On 05/16/23 the Nasdaq Composite(IXIC) momentum was bearish, and it appeared that an important top may have been made. Today the U.S. stock bulls blasted all three main stock indices higher. On the surface it looks like this could be the start of a sustained advance. An examination of the IXIC – Elliott wave pattern and its momentum suggests something different.
The IXIC continues to be the only one of he three main U.S. stock indices to make a new post October 2022 rally high. The daily IXIC chart courtesy of Trading View illustrates the “strongest” of the three main U.S stock indices.

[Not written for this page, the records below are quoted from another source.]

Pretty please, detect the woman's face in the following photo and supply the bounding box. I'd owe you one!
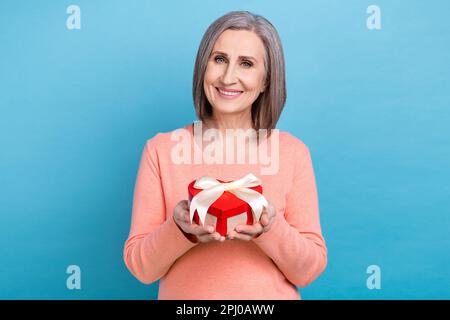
[203,30,266,116]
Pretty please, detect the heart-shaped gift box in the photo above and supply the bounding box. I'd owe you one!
[188,179,263,236]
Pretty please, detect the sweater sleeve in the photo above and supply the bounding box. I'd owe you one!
[123,136,195,284]
[253,142,327,288]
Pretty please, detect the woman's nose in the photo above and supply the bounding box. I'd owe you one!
[222,63,236,85]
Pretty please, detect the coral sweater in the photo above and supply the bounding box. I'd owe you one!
[123,124,327,300]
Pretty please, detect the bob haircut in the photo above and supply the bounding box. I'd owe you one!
[192,11,286,140]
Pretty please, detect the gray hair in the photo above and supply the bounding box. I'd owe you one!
[192,11,286,136]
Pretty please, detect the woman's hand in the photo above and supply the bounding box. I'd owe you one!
[227,202,277,241]
[173,200,225,243]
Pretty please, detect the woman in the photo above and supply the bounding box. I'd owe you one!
[124,11,327,299]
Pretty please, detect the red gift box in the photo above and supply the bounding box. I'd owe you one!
[188,179,262,236]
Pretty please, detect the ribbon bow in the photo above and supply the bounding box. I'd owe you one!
[189,173,268,226]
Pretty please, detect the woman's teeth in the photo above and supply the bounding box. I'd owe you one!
[217,88,242,96]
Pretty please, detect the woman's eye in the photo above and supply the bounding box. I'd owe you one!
[214,56,225,62]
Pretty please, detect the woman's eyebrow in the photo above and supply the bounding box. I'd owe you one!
[211,51,258,61]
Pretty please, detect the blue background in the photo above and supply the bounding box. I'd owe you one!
[0,0,450,299]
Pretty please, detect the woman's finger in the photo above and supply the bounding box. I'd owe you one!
[235,223,263,236]
[227,231,253,241]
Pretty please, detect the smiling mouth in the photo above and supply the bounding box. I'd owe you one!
[215,87,244,99]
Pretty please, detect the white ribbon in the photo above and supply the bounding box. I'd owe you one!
[189,173,268,226]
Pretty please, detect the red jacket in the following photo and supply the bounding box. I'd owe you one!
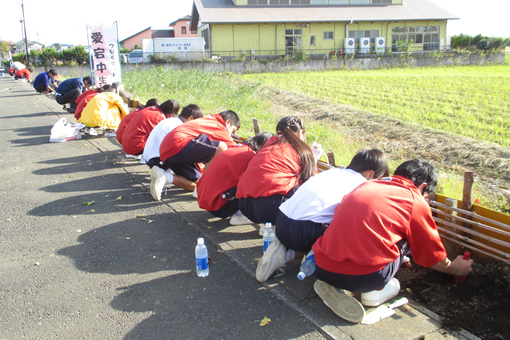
[237,137,301,198]
[159,114,236,162]
[117,109,143,145]
[121,106,165,155]
[14,68,30,79]
[74,90,97,105]
[313,176,446,275]
[197,144,255,211]
[74,91,97,120]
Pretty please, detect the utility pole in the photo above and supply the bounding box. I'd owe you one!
[21,0,30,67]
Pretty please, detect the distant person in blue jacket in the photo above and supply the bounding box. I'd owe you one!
[34,69,57,93]
[55,77,92,113]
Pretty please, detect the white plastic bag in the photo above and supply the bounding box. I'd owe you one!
[50,118,85,143]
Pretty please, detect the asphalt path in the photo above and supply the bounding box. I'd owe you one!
[0,76,475,340]
[0,77,324,339]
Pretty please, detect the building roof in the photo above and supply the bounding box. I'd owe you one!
[13,40,42,46]
[119,26,151,44]
[168,15,191,26]
[191,0,459,29]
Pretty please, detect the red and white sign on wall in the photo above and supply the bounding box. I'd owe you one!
[89,25,121,87]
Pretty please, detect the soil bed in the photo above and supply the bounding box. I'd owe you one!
[396,256,510,339]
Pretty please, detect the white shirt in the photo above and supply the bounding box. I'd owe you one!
[280,169,367,224]
[143,117,183,162]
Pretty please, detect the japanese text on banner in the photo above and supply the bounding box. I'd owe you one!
[90,26,121,87]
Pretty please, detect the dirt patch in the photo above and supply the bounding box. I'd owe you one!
[396,257,510,339]
[263,87,510,212]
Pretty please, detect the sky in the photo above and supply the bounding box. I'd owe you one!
[0,0,510,46]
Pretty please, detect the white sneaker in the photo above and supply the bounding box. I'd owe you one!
[255,237,287,282]
[83,128,97,136]
[313,280,365,323]
[151,166,166,201]
[104,130,117,137]
[230,210,253,225]
[361,278,400,307]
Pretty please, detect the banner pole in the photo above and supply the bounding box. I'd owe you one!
[115,20,122,84]
[86,24,94,87]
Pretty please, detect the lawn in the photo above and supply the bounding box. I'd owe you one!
[123,66,510,210]
[243,65,510,146]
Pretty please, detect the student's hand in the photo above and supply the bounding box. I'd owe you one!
[452,255,473,276]
[312,142,324,162]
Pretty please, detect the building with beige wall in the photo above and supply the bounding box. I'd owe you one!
[169,15,197,38]
[191,0,458,59]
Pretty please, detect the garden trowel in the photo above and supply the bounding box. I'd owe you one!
[361,298,409,325]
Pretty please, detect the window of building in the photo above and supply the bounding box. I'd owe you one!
[349,30,379,43]
[285,29,303,54]
[200,28,209,50]
[322,32,333,40]
[391,26,440,51]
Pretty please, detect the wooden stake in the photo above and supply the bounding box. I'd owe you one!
[462,171,475,235]
[253,118,260,135]
[443,198,459,259]
[327,149,336,166]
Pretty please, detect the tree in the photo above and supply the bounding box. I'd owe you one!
[0,41,10,56]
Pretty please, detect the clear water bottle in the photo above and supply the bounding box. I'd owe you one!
[263,222,274,253]
[195,237,209,277]
[298,250,315,280]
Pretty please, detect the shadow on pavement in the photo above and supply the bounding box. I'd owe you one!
[27,188,157,216]
[57,212,184,275]
[33,155,126,175]
[0,112,57,119]
[111,274,312,339]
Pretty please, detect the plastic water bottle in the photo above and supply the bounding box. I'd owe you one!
[298,250,315,280]
[195,237,209,277]
[263,222,274,253]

The prior blog noted that the IXIC from the 04/25/23 bottom appeared to be forming an Elliott wave – Ending Diagonal Triangle (EDT). Also noted that this structure frequently has a throw over of the trendline connecting the termination points of the first and third waves of the EDT. Today 05/17/23 the throw over occurred. In standard Technical Analysis a throw over of the upper line of a wedge pattern is bullish. In Elliott wave analysis a throw over is the climax of an EDT. If an EDT has formed, the spike up on 05/17/23 could be quickly retraced on 05/18/23.
The 05/16/23 blog illustrated that the 15 – minute IXIC chart had bearish divergence on RSI and MACD. Those bearish divergence continued into 05/17/23. There are also bearish divergences on the daily time scale.
The next chart courtesy of Barchart.com illustrate the 52 – week Nasdaq highs ($MAHQ).
There’s a huge bearish divergence vs. the IXIC 02/02/23 peak. Additionally, there’s a second bearish divergence vs. the IXIC recent high on 05/10/23.
This is not the type of action you would expect if there was a sustained bull move underway.
Traders entered a 50% position on SPX – non leveraged inverse funds at the SPX 05/17/23 open. Hold the position.